British Army officer (1834–1923)

Major-General Major Francis Downes, (10 February 1834 – 15 October 1923) was a British Army officer, who served as commandant of the colonial forces in South Australia.

Downes was the son of William Downes, of Dedham, Essex, England, and was educated at the Royal Military Academy, Woolwich; entered the Royal Artillery in 1852, was promoted lieutenant colonel in 1877, colonel in 1882, and major general in 1884, the year of his retirement. He served in the Crimean War in 1855 (medal with clasps and Turkish medal); was instructor in Fortifications at the Royal Military College, Sandhurst, in 1858–59; commanded the Royal Artillery on Mauritius in 1863–65, and on Saint Helena in 1869–71; was for five years Instructor to the Artillery School for Militia and Volunteer Officers; and subsequently held the position of Commandant of the South Australian Military Forces from 1877 to 1885, serving as a Member of the Royal Commission on Defences in 1881, and as Secretary of Defence for Victoria from 1885 to 1888. In March of the latter year, he was reappointed Commandant of the South Australian Military Forces. Major General Downes was appointed a Companion of the Order of St Michael and St George in 1885.

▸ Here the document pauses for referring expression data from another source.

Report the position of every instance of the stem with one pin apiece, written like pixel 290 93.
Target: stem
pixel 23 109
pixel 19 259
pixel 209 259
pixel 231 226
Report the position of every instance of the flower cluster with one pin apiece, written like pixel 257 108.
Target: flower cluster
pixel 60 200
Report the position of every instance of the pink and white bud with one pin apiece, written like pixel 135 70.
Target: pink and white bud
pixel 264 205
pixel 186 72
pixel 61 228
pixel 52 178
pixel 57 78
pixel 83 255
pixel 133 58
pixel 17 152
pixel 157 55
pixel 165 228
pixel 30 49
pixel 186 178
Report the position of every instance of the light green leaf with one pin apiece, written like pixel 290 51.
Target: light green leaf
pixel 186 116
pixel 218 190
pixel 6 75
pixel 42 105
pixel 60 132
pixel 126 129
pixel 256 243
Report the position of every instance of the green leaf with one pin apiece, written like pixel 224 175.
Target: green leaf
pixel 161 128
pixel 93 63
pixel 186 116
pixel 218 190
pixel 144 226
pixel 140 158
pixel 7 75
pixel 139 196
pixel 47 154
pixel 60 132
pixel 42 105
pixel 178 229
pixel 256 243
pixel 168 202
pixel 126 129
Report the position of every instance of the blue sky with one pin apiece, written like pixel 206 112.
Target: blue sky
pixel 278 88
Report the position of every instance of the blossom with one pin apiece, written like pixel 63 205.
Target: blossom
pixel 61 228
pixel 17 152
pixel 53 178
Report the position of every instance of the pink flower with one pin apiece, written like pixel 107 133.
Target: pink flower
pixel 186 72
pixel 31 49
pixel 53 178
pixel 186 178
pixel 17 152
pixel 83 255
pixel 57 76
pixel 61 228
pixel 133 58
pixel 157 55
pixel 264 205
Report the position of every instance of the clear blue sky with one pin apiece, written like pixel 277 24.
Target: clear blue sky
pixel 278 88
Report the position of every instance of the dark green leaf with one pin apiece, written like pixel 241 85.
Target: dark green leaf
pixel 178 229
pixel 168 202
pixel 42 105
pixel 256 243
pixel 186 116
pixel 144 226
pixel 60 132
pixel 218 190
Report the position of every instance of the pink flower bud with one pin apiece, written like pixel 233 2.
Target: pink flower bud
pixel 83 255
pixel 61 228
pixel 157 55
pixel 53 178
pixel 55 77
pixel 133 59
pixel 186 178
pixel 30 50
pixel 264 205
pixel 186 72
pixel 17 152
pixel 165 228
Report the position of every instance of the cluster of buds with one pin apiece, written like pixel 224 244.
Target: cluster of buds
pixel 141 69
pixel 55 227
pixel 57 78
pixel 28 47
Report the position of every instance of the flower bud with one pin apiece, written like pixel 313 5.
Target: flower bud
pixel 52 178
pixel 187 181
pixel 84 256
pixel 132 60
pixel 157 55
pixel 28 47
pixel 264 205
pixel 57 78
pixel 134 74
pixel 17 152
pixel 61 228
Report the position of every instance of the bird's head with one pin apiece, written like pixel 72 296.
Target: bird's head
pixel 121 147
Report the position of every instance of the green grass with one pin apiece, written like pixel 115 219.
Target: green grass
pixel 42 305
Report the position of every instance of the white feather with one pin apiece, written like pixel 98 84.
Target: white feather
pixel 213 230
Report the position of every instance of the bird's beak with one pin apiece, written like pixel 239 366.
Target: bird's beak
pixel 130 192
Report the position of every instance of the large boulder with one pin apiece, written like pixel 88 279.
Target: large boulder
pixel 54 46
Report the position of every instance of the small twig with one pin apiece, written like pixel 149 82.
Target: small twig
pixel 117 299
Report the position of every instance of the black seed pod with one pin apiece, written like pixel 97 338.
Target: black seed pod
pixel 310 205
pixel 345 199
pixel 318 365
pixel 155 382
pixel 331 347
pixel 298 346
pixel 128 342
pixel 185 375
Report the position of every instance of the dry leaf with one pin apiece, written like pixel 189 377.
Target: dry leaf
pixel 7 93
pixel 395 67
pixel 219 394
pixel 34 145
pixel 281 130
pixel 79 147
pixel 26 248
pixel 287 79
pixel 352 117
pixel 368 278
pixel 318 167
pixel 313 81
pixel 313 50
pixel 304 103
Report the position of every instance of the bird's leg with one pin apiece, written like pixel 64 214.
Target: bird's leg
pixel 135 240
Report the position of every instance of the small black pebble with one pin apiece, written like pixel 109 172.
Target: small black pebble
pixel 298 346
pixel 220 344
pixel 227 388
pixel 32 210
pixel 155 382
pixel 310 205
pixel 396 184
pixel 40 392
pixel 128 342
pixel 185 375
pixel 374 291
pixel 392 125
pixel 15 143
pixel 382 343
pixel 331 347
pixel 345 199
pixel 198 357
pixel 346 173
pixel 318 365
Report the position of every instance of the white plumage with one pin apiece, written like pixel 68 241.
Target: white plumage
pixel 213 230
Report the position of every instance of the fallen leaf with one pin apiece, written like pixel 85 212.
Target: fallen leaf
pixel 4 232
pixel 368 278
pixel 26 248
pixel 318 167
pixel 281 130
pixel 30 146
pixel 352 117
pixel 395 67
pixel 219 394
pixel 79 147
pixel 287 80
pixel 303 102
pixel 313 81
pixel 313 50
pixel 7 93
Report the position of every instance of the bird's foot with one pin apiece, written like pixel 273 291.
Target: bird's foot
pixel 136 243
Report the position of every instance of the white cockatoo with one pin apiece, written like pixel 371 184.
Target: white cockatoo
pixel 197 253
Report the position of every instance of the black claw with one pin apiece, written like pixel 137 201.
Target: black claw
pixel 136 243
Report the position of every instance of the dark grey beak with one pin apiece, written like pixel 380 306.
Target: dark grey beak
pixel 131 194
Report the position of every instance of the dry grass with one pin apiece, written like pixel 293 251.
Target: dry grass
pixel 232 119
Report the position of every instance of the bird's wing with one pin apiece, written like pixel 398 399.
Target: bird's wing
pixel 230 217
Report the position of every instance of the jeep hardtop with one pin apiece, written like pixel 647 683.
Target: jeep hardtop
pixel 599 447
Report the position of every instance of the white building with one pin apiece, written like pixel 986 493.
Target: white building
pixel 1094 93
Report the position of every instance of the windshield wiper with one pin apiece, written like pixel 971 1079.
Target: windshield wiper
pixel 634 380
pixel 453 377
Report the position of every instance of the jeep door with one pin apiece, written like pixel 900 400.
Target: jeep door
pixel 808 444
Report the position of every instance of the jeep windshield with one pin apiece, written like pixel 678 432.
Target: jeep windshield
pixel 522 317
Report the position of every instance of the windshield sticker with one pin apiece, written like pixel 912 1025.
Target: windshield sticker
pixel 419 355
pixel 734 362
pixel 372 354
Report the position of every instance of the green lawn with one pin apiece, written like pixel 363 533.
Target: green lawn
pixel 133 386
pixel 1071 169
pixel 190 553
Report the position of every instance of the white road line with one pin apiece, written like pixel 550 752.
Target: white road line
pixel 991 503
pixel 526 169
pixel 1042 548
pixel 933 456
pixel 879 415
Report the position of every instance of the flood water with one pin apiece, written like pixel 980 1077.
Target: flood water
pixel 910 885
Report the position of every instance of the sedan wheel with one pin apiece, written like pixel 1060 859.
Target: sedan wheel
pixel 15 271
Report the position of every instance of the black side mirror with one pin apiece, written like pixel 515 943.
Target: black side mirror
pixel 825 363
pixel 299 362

Downes died in Brighton, Melbourne, Australia, on 15 October 1923; he was buried with military honours in the Church of England portion of the Brighton Cemetery.

Downes married at Catton, Norwich, on 9 June 1858 to Helen Maria Chamberlain, daughter of Robert Chamberlain, of Colton House, Norwich. She died in Melbourne on 20 January 1903 aged 62. They had a daughter and four sons, including Rupert Downes, who became a major general and director-general of medical services of the Australian Military Forces.